その昔の香港政庁は小さな政府が基本だった。香港はあくまで英国植民地だったので妥当な政策と言えよう。その政庁が公営住宅を建設するきっかけになったのが1953年12月25日午後9時30分、クリスマス当日に石硤尾で発生した大火事だ。ランプが壊れて引火したのだが住宅が密集しており風があったことから、わずか10分間であっという間に広がり、40人余りが死傷、5万8000人が家を失った。
★昔の住宅事情を垣間見る
香港初の公営住宅の家賃は10ドル、水道代が1ドルの計11ドル(ちなみに1950年代のある不動産広告によると大きさは不明だが深水埗で家を買う場合1万〜1万6000ドルだった)。美荷楼は6フロアあり1フロアあたり62戸が基本。1戸あたり120平方フィートで、実際は1フロアあたり310人前後住んでいたようだ。
ユースホステルと博物館に
★住民に課された厳しいルール
家に住む基本的なルールも厳しかった。大きさは幅12×奥行10フィートの計120フィート。基本的に1戸あたり5人が住むと規定された(10歳以下は0.5人とカウント)。例えば、ある家族が9人家族とする。その場合2戸与えられるが、2戸目は4人なので、近くの世帯から1人の受け入れを求められる可能性がある(その場合は就寝時などに1人分を用意する)。このような環境だったため2段ベッドが必須家具で、折りたためるベンチを購入し夏場は家の外側の廊下にベンチを広げてそこで寝たりしていたなど、決して理想的な住宅環境とはいえなかった。
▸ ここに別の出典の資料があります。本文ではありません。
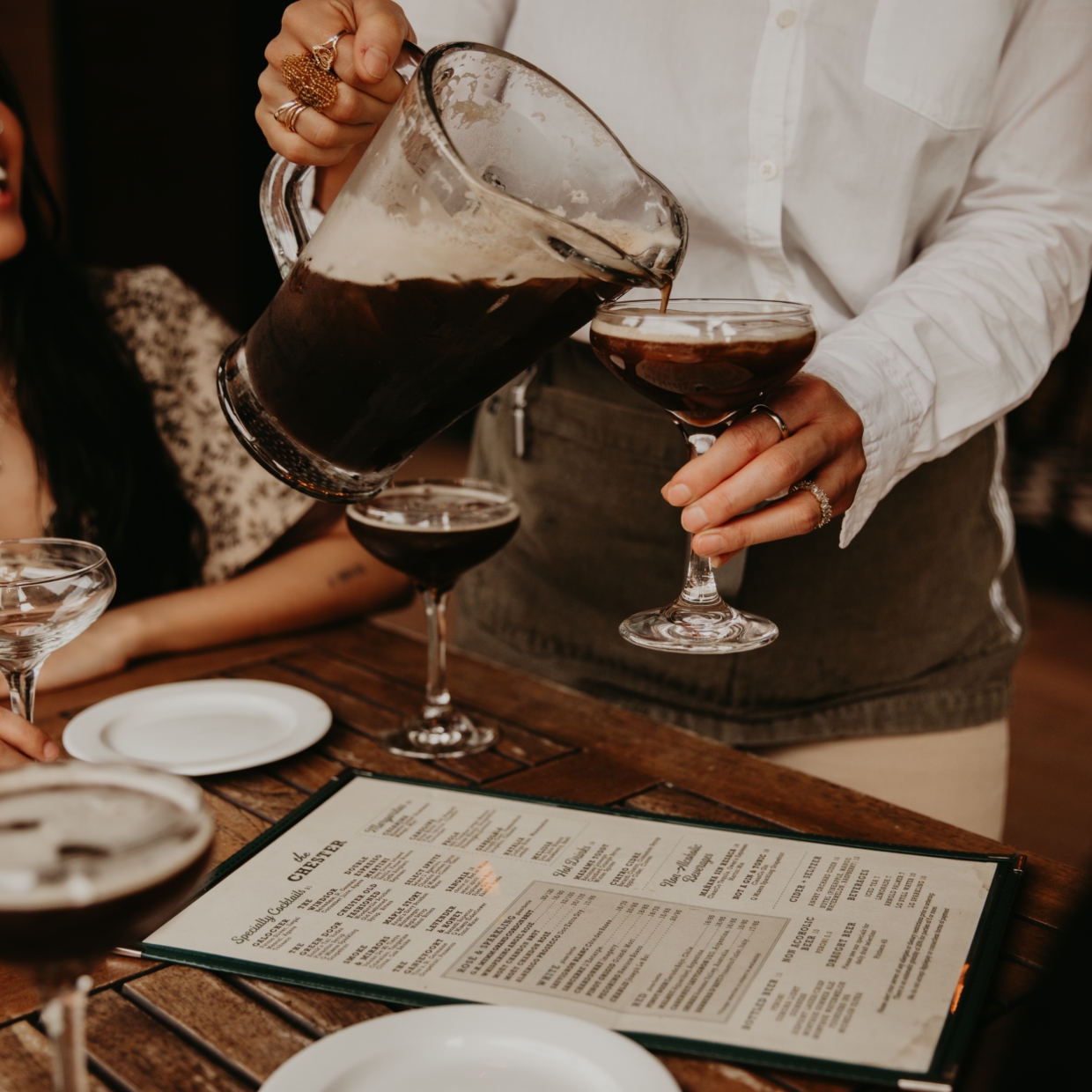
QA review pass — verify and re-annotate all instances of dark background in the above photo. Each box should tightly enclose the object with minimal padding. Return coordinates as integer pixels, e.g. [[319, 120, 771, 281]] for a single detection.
[[6, 0, 284, 328]]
ほかの展示物や資料を見ると、当時は屋上では天台学校(Rooftop School)と呼ばれた学校があり、そこで児童が学習していた。当時住んでいた人のインタビューなどを読むと、違う家族の人を受け入れたりしていたせいか、人と人とのつながりが密接で互助精神が強かったことがわかる。彼らが現在の香港の礎を築いてきたが、現代の人々が無くした何かを持っていることを感じるだろう。
★施設充実のユースホステル
ユースホステルといえば、安く、食事などが自分で作れる代わりに、立地はいまひとつ、施設はそれなりというのがステレオタイプ。ここは間違いなくそのイメージを壊してくれるところだ。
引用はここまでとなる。